Error - Dgraph groupby query while returning zero results

Group by query when returns an incomplete Json structure causing an parse error due to an extra comma at the end of aggregation

Query -

{
var (func: eq(description,“test content”)) {
DP as followed_by
}
}

{
DP_Breakdown (func :uid(DP)) @groupby(description){
count()
count(uid)
}
}

Response -

{“extensions”: {“server_latency”:{“json”:“8ms”,“parsing”:“0s”,“processing”:“0s”,“total”:“8ms”}},“data”: {“DP_Breakdown”:[{“count”:0},]}}

Hey @yebaros

This looks like a bug. @janardhan is looking at it and we will fix it soon.

@yebaros: count() is not allowed inside group by, count(uid) should be used instead. I have pushed a fix to master so that user will see relevant error message.

The count() actually helps in giving an top level aggregate of all nodes used in the group by operation. And count(uid) was returning count of each individual group.

It helped us retrieve results in one query instead of 2. Instead of removing the functionality , just correctng the json stucture helps so that only count is returned in a valid json.

We are currently using dgraph to pull outlier graph reports on multiple graphs built over mre than 4 million transactions.

This feature actually helped us keeping our query count at avg of 40-50 which would now bump up to 80-100.

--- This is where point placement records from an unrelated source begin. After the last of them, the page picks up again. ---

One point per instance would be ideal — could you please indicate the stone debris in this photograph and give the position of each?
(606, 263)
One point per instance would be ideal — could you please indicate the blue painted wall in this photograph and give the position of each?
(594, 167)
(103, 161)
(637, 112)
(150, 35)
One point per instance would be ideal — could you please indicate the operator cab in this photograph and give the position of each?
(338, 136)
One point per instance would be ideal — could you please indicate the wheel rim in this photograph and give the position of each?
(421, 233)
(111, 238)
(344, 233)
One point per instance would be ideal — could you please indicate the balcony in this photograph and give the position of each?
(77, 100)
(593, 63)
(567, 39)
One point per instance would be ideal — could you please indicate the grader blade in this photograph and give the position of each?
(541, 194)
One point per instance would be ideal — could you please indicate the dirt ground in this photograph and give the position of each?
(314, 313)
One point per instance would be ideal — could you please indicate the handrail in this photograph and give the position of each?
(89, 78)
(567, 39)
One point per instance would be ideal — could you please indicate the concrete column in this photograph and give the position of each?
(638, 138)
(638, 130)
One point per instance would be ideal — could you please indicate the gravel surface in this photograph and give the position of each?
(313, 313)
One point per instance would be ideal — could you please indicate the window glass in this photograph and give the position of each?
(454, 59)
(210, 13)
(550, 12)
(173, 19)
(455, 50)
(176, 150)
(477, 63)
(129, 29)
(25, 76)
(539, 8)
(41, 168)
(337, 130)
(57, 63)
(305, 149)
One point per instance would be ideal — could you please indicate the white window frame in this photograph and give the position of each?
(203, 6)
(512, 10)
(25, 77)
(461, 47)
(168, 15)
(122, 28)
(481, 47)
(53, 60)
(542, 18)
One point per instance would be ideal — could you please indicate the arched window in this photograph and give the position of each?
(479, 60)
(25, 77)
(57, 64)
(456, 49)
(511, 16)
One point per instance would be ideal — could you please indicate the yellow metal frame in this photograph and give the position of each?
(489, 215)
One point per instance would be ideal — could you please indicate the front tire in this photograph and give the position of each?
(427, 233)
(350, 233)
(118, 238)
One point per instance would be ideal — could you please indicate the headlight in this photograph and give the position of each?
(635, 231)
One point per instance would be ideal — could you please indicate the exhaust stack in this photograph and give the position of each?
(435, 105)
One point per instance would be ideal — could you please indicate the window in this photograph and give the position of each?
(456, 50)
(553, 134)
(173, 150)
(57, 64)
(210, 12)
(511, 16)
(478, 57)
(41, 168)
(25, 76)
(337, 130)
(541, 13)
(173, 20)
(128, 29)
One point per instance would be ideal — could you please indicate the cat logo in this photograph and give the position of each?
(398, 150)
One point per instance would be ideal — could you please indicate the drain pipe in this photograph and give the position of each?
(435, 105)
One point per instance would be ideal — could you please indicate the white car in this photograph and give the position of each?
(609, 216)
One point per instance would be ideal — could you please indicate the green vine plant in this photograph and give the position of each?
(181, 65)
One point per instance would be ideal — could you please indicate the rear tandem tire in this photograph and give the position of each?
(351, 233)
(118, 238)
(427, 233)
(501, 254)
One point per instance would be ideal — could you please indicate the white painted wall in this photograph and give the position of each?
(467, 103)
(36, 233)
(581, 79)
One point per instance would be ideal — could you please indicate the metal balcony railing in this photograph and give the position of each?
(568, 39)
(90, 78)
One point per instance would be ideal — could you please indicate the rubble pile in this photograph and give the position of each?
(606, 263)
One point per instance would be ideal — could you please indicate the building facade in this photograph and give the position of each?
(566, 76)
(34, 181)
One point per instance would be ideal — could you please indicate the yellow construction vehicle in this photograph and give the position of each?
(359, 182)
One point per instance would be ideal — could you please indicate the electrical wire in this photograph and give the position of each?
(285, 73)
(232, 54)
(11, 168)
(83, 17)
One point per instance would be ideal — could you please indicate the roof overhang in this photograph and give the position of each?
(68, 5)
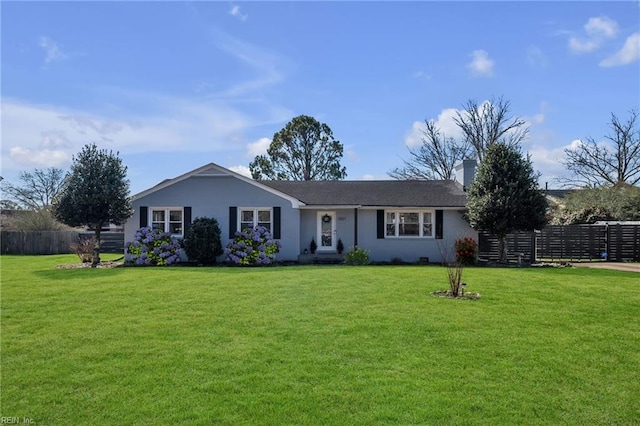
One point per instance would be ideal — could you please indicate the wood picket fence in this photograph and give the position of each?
(611, 242)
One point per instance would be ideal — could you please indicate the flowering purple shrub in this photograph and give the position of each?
(152, 247)
(252, 247)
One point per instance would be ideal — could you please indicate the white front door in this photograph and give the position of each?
(326, 231)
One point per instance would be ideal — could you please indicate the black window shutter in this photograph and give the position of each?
(233, 221)
(276, 223)
(144, 216)
(380, 223)
(187, 220)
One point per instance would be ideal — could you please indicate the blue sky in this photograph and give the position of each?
(175, 85)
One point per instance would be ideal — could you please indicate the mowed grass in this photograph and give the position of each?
(317, 345)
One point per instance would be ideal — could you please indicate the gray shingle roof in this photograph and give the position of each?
(392, 193)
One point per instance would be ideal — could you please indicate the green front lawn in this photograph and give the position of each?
(317, 345)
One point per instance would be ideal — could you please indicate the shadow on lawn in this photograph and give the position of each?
(67, 274)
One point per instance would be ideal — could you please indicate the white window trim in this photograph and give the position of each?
(255, 216)
(420, 225)
(166, 218)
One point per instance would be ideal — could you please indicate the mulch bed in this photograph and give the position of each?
(447, 294)
(112, 264)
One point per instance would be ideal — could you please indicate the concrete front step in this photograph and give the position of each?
(325, 258)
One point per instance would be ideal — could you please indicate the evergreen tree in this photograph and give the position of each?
(304, 150)
(504, 196)
(96, 191)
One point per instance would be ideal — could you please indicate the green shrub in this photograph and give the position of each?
(83, 248)
(253, 247)
(202, 241)
(356, 256)
(152, 247)
(466, 251)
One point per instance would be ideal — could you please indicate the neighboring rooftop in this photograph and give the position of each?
(392, 193)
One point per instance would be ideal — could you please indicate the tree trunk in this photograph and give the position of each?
(502, 247)
(96, 246)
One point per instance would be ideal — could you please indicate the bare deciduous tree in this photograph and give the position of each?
(435, 158)
(37, 189)
(614, 161)
(488, 123)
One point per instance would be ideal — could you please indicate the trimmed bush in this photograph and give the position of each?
(252, 247)
(152, 247)
(83, 248)
(202, 241)
(466, 251)
(356, 256)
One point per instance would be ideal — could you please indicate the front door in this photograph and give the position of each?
(326, 231)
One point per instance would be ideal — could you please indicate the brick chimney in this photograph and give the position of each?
(465, 172)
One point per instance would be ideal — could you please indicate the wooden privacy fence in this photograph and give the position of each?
(55, 242)
(615, 243)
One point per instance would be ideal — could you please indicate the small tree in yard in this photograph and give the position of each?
(96, 191)
(202, 241)
(504, 196)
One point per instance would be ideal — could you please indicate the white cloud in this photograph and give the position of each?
(236, 12)
(258, 147)
(169, 124)
(445, 122)
(267, 65)
(40, 158)
(536, 57)
(629, 53)
(598, 31)
(601, 26)
(51, 49)
(480, 64)
(243, 170)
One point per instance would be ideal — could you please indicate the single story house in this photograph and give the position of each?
(406, 220)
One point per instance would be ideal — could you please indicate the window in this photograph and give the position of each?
(167, 220)
(252, 217)
(409, 223)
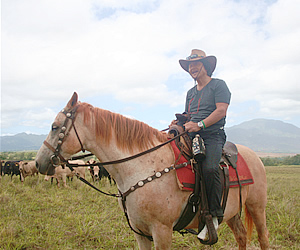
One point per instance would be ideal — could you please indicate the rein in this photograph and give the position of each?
(123, 159)
(56, 158)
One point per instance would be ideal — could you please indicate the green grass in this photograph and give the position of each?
(38, 215)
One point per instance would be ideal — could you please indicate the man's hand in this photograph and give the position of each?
(174, 122)
(191, 127)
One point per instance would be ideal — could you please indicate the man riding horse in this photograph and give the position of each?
(206, 106)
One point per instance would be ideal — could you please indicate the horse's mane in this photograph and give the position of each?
(130, 134)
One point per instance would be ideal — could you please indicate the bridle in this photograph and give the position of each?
(57, 158)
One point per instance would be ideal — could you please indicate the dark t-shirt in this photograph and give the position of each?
(200, 104)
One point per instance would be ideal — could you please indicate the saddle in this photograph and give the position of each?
(229, 157)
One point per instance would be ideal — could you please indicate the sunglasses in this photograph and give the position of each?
(193, 57)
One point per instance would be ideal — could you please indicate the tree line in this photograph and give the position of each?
(280, 161)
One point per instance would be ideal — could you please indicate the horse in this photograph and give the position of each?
(155, 207)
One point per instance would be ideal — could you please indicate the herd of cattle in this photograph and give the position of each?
(62, 173)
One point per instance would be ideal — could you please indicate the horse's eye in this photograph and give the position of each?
(54, 127)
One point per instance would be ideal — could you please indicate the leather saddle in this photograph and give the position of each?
(184, 144)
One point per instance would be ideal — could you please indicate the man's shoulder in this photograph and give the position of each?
(217, 81)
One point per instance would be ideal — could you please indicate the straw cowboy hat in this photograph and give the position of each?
(209, 62)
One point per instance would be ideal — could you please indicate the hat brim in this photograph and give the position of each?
(211, 61)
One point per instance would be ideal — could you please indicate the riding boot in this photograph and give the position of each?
(204, 231)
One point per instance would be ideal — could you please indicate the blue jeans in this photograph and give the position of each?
(214, 142)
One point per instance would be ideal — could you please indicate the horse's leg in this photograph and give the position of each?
(258, 214)
(238, 230)
(143, 242)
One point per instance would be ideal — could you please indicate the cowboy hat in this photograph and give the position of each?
(209, 62)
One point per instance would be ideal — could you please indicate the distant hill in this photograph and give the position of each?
(265, 135)
(261, 135)
(21, 142)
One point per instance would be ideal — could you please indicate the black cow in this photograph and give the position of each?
(11, 168)
(6, 169)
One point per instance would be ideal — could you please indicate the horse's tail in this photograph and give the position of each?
(248, 223)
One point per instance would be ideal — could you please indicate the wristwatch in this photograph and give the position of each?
(200, 125)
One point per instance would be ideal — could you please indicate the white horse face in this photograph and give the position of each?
(60, 143)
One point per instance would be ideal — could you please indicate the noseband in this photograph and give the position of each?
(56, 158)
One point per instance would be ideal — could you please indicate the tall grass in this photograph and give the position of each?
(38, 215)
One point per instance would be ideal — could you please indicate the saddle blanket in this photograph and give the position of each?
(186, 176)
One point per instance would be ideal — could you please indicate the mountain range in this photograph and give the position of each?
(261, 135)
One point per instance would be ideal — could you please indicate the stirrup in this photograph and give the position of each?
(212, 233)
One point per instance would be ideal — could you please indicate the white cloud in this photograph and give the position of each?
(130, 50)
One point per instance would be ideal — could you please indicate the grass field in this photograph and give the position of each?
(38, 215)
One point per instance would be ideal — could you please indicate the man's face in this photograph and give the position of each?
(196, 69)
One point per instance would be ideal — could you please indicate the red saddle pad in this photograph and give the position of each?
(186, 176)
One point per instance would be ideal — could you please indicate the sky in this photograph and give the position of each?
(123, 56)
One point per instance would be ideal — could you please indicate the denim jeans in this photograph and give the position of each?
(214, 142)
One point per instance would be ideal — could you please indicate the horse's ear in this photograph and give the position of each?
(73, 100)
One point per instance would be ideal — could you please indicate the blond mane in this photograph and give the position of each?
(130, 134)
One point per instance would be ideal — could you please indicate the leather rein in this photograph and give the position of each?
(56, 159)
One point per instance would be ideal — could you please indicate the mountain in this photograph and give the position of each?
(261, 135)
(265, 135)
(21, 142)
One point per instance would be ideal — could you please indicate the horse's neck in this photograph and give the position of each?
(128, 173)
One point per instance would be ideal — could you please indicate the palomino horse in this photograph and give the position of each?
(155, 207)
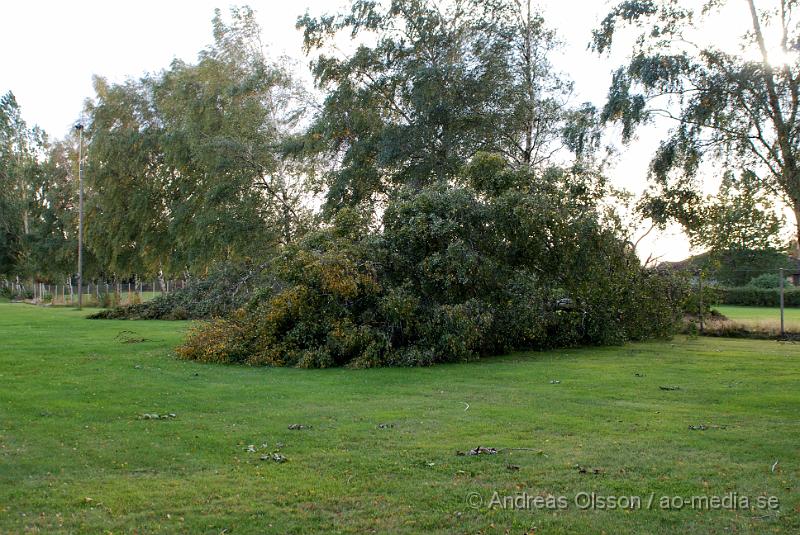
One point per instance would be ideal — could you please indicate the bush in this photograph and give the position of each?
(454, 274)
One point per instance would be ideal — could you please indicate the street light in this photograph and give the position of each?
(79, 128)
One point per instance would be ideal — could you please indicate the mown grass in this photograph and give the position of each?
(754, 321)
(75, 455)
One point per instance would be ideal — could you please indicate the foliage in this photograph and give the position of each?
(223, 290)
(454, 274)
(735, 267)
(430, 85)
(759, 297)
(739, 111)
(766, 280)
(91, 390)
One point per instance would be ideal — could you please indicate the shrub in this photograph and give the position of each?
(454, 274)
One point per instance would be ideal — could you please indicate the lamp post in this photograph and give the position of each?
(79, 128)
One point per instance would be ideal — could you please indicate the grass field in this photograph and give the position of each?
(77, 457)
(761, 319)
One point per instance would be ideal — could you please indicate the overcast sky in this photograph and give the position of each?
(51, 50)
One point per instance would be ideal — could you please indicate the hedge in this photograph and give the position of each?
(760, 297)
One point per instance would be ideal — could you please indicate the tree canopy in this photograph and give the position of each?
(739, 108)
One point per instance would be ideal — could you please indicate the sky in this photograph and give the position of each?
(52, 49)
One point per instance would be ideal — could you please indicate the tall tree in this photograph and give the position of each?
(738, 111)
(430, 85)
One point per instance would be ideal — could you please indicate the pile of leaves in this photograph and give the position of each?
(455, 272)
(228, 287)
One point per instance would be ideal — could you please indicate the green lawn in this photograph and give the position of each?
(76, 457)
(763, 318)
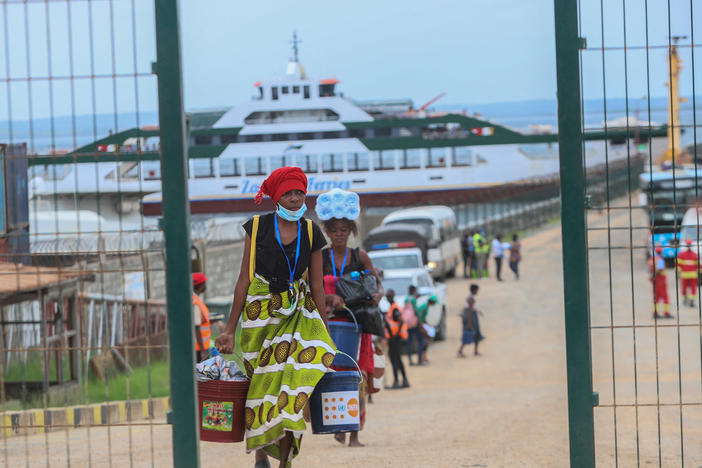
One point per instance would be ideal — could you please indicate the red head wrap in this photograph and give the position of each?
(280, 181)
(199, 278)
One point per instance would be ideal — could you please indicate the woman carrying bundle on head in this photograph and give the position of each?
(338, 210)
(285, 339)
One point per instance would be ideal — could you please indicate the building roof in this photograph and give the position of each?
(18, 281)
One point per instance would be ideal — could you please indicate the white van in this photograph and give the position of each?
(690, 228)
(444, 245)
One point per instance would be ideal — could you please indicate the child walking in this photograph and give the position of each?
(471, 324)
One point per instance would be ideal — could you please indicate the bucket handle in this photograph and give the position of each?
(360, 373)
(354, 321)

Instead of showing an error appreciate if this can be retained. Happy to discuss the usecase in detail

The following query(single query) achieves the same thing you want. Both this and the query you wrote does the same thing internally.

var (func: eq(description,“test content”)) {
  DP as followed_by
}

DP_Breakdown (func :uid(DP)) @groupby(description){
  count(uid)
}

DP_Breakdown2(func :uid(DP)) {
  count(uid)
}
}

count() works on top level, everything within groupby block works on a group and not on top level. We changed it to have a consistent query language syntax.

Please let us know your feedback. @yebaros

Yes i understand that but effectively its a different query.

Please can you confirm in the original query where count and count uid was used how many read is required to arrive at output and similarly when it is used in separate queries would it end up parsing all of the records twice.

Syntactically please can we discuss if there are any pitfalls in maintaining this format of syntax as a feature.

The query mentioned by @janardhan shouldn’t be any slower. Note that DP has already been calculated. So, all we’re doing in Breakdown2 is to count the length of this DP variable, which is very cheap.

The issue with maintaining a count() along with count(uid) is complexity. It would be confusing to a user, when to use one and when to use another – we try to keep things as simple as possible in the language.